The public beta of Windows Server virtualization, code-named Viridian, will now ship in the second half of 2007, not in the first half, according to an entry on the Windows Server Division Weblog by Mike Neil, general manager of virtualization at Microsoft.
Similarly, the final version of Virtual Server 2005 R2 Service Pack 1 also has been pushed back; it will be available in the second quarter. It was scheduled to be available by now. Customers and partners can download a release candidate of the service pack, a code-complete update to the current beta 2, later this month, Neil wrote.
Despite these delays, the next version of Windows Server, code-named Longhorn, is on track for a beta 3 before midyear and a release to manufacturing in the second half of the year as scheduled, according to Neil. And Windows Server virtualization for Longhorn will be ready to go as planned 180 days after Longhorn's release.
Virtualization refers to techniques that create different, virtual versions of operating systems, servers and storage devices. The technology allows IT customers to run multiple versions of an OS on one server by running the OSes in virtual machines, a move that can be ultimately more cost-effective for data centers.
Microsoft has been working for several years to ramp up its plan to provide virtualization, which has become a key driver of new business models and computing scenarios in data centers. As part of its strategy to meet customer demands, the company in the past 18 months has changed its virtualization licensing for Windows Server System to make it more cost effective for customers, and began releasing Virtual Server 2005 for free, since eventually the technology in that product will be built directly into Windows Server.
Neil cited the need to meet goals for performance and scalability as reasons for the delay in Windows Server virtualization's release.
"We still have some work to do to have the beta meet the 'scale up' bar we have set [for Windows Server virtualization]," he wrote. "Also, we're tuning Windows Server virtualization to run demanding enterprise IT workloads, even I/O intensive workloads, so performance is very important and we still have some work to do here."
Windows Server virtualization will add important hypervisor technology to Longhorn.
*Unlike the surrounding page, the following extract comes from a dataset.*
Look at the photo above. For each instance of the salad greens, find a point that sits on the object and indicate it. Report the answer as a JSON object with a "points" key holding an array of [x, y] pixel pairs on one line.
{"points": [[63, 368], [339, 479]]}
Hypervisor technology enables different OSes -- such as Linux and Windows -- to run on the same processor, allowing customers to get more mileage out of hardware running in their networks.
Virtual Server 2005 R2 SP1 is being delayed to allow additional time to test the new OSes that the software will support -- SUSE Linux Enterprise Server 10, Solaris 10 and a test version of Longhorn that recently was released, according to Neil's blog entry.
SP1 of Virtual Server 2005 R2 includes support for Advanced Micro Devices Inc.'s virtualization technology, as well as new integration between Virtual Server and Microsoft Active Directory.
The software also includes what is called a Volume Shadow Service, which improves the server backup process, and offline virtual hard disk (VHD) mounting, which enables customers to view and manipulate files in a VHD without having to start a virtual machine.